De vorig jaar overleden acteur (waarmee ik, by the way, ooit een glas whisky heb gedronken in de business lounge van KLM op Schiphol) is een van de eerste ‘echte’ celebrities die zijn naam aan geuren verbond (geproduceerd door de Lalique-groep). Ongeveer gelijktijdig met het parfum-charmeoffensief voor de gewone burgerman door luxemerken. Denk aan: Van Cleef & Arpels Pour Homme en Azzaro Pour Homme (beide 1978). Verder: Cartier (Santos), Chanel (Antaeus), Yves Saint Laurent (Kouros) en Oscar de la Renta (Pour Lui). Alle vier 1981. Laten we die andere kassakraker niet vergeten: Drakkar Noir (1982) van Guy Laroche. Nu we het er toch over hebben: de eerste geuren voor de man van Gianni Versace en Giorgio Armani rondom dezelfde tijd.
Delon heeft zich een aantal jaren goed staande weten te houden tussen deze merken en werd serieus genomen. Wil zeggen: hij stond qua ‘beleving’ bijna op een lijn met de bovengenoemde prestigemerken (al was hij iets goedkoper). En hij nam zichzelf als zodanig als parfumnaam ook een aantal jaren serieus, waarvan getuigen Le Temps d’Aimer (voor de vrouw uit 1981), Iquitos (uit 1987 in lijn met Antaeus, Kouros én Xeryus – klinkt als Kouros – van Givenchy (1986), Lyra (voor de vrouw uit 1991) en Samouraï (1995).
Met Shogun (2001) dacht ik: laat maar. Donder maar op met geuren die te cliché voor woorden zijn, en eigenlijk niet in het prestigesegment thuishoren: Champion, Hommage, Rendez-Vous sur la Seine (‘oh-la-la’… echt iets voor Celine Dion of Lancôme) en Séducteur (geen zin de jaartallen op te zoeken). En daar hoort Alain Delon – over de doden niets dan goeds – inmiddels ook niet meer thuis; hij is verworden tot massmarket, parfumoutlets. Een lot dat vele parfummerken treft, of moedwillig met zich laten gebeuren.

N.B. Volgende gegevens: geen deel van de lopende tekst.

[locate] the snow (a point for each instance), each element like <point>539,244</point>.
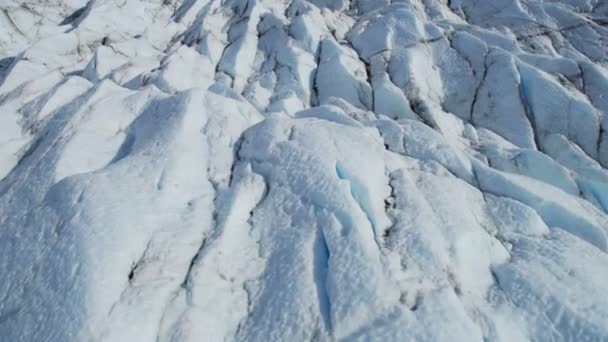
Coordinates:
<point>328,170</point>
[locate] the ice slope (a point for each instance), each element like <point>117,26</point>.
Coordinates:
<point>323,170</point>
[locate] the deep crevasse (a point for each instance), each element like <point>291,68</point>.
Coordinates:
<point>303,170</point>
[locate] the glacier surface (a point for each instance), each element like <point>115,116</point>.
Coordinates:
<point>303,170</point>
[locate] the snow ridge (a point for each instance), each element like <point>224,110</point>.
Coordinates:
<point>262,170</point>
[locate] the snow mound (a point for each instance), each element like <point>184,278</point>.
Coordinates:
<point>258,170</point>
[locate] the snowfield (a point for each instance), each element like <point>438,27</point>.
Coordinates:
<point>303,170</point>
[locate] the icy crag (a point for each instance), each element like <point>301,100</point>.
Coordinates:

Terug naar Classic. Wat een lekkere, ingewikkelde geur is dat toch. Minder overrompelend en minder dierlijk als Antaeus en Kouros, maar toch gebeurt er veel. Doet me denken aan de klassieke vintage mannenfougères van Clive Christian, Le Gallion en Nina Ricci. Toch is Classic een echt een kind van zijn tijd, vooral door het gebruik van aldehyden, wat de geur ietwat wazig en iriserend maakt mooi samengaand met de lavendel en de ‘medicinale’ jeneverbes en dennenhars. Vervolgens iets fruitigs-bloemigs, als een snoepachtige zoetheid, als een soort ‘zij-noot’ in het hart van geranium, anjer en kaneel.
De basis is droog-mossig-kruidig, nijgend naar een chypre met cederhout, ‘droge’ amber en hooiachtige tonkaboon, maar overtreft in deze niet de bovengenoemde concurrenten. Wel leuk: ondanks die complexiteit tijdens het verloop van de geur, heeft de geur een mooie, duidelijke cleane, zeepachtige finish.

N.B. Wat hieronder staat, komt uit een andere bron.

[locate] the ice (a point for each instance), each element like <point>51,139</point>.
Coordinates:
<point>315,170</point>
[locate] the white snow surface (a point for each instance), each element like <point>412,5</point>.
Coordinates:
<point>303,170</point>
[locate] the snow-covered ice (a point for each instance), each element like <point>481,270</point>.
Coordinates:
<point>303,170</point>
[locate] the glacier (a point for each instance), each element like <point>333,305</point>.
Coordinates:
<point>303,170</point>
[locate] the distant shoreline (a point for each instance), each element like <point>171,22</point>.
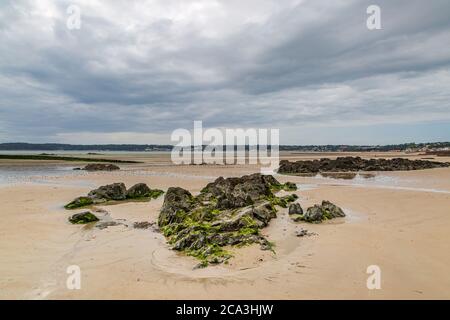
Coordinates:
<point>59,158</point>
<point>55,147</point>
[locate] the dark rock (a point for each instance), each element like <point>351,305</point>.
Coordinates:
<point>101,167</point>
<point>106,224</point>
<point>304,233</point>
<point>83,218</point>
<point>140,190</point>
<point>295,208</point>
<point>314,214</point>
<point>227,211</point>
<point>79,202</point>
<point>143,225</point>
<point>332,209</point>
<point>353,164</point>
<point>115,191</point>
<point>318,213</point>
<point>177,203</point>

Niet overdreven macho, dus perfect passend bij de zacht-verfijnde, gentleman-uitstraling van Alain Delon als acteur. Grappig: Delon begon met zijn geuren toen hij carrièretechnisch over zijn hoogtepunt heen was, en dat hij voornamelijk wordt herinnerd om zijn jonge brutale bravoure. Iets waar Dior dankbaar gebruik van maakte toen het creatief gezien geen ‘modern’ imago wist te verzinnen voor Eau Sauvage: het gebruikte diverse ‘iconische’ foto’s van de acteur uit zijn golden years-periode ter promotie van deze Diorklassieker.